Agora, imagine a seguinte situação: um cidadão que resolveu se mudar de Brasília, mora em Maceió, está sendo cobrado indevidamente por duas ações que correm em Brasília, movidas por algum banco público. A primeira ação foi ajuizada em novembro de 2009. A segunda foi ajuizada em fevereiro de 2010.

O cidadão procura seu advogado que, ainda sem procuração, tenta obter cópia dos processos, para explicar a seu cliente o que estaria ocorrendo.

Pasmem. Nessa situação, o advogado obteria cópia do primeiro processo, mas jamais teria cópia de inicial do segundo processo sob a singular explicação de que para ter cópia dos autos o advogado deve ser cadastrado no processo. Repita-se: o advogado, para se cadastrar no processo, precisa de procuração.

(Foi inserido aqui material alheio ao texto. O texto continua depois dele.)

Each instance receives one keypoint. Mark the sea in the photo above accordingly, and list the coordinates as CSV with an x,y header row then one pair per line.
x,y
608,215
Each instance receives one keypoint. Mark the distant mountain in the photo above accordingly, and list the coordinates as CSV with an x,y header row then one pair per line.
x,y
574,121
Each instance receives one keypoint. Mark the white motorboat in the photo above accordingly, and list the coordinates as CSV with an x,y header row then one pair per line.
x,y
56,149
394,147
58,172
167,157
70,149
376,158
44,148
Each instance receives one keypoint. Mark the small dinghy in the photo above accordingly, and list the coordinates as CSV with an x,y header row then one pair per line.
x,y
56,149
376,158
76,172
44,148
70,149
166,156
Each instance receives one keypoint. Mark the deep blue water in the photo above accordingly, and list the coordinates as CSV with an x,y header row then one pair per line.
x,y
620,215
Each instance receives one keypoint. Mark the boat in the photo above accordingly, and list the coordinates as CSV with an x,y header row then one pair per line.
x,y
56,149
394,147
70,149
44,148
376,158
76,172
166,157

Ora, a obtenção de cópia por meio digital, hoje em dia, é tão fácil que pequenos equipamentos, de alguns centímetros, têm capacidades de armazenar milhares de dezenas de informações. O argumento não convence, e trata somente de prejudicar não o advogado, e sim, o cidadão, contribuinte, que paga em dia seus impostos para ver seu direito bloqueado pela burocracia atrapalhada do Estado.

A OAB, como defensora das prerrogativas dos advogados, é parte essencial no procedimento que a Justiça está passando. Se deixar a carga do Poder Público, os direitos dos advogados e dos cidadãos serão levados em segundo plano, priorizando-se as perfumarias estéticas dos Tribunais.

O jovem advogado, desamparado, não tem a quem recorrer se a OAB e os Tribunais continuarem a se afastar de uma aproximação da Justiça com o cidadão, ao invés de priorizarem a construção de palácios ou perfumarias virtuais sem nenhuma utilidade prática.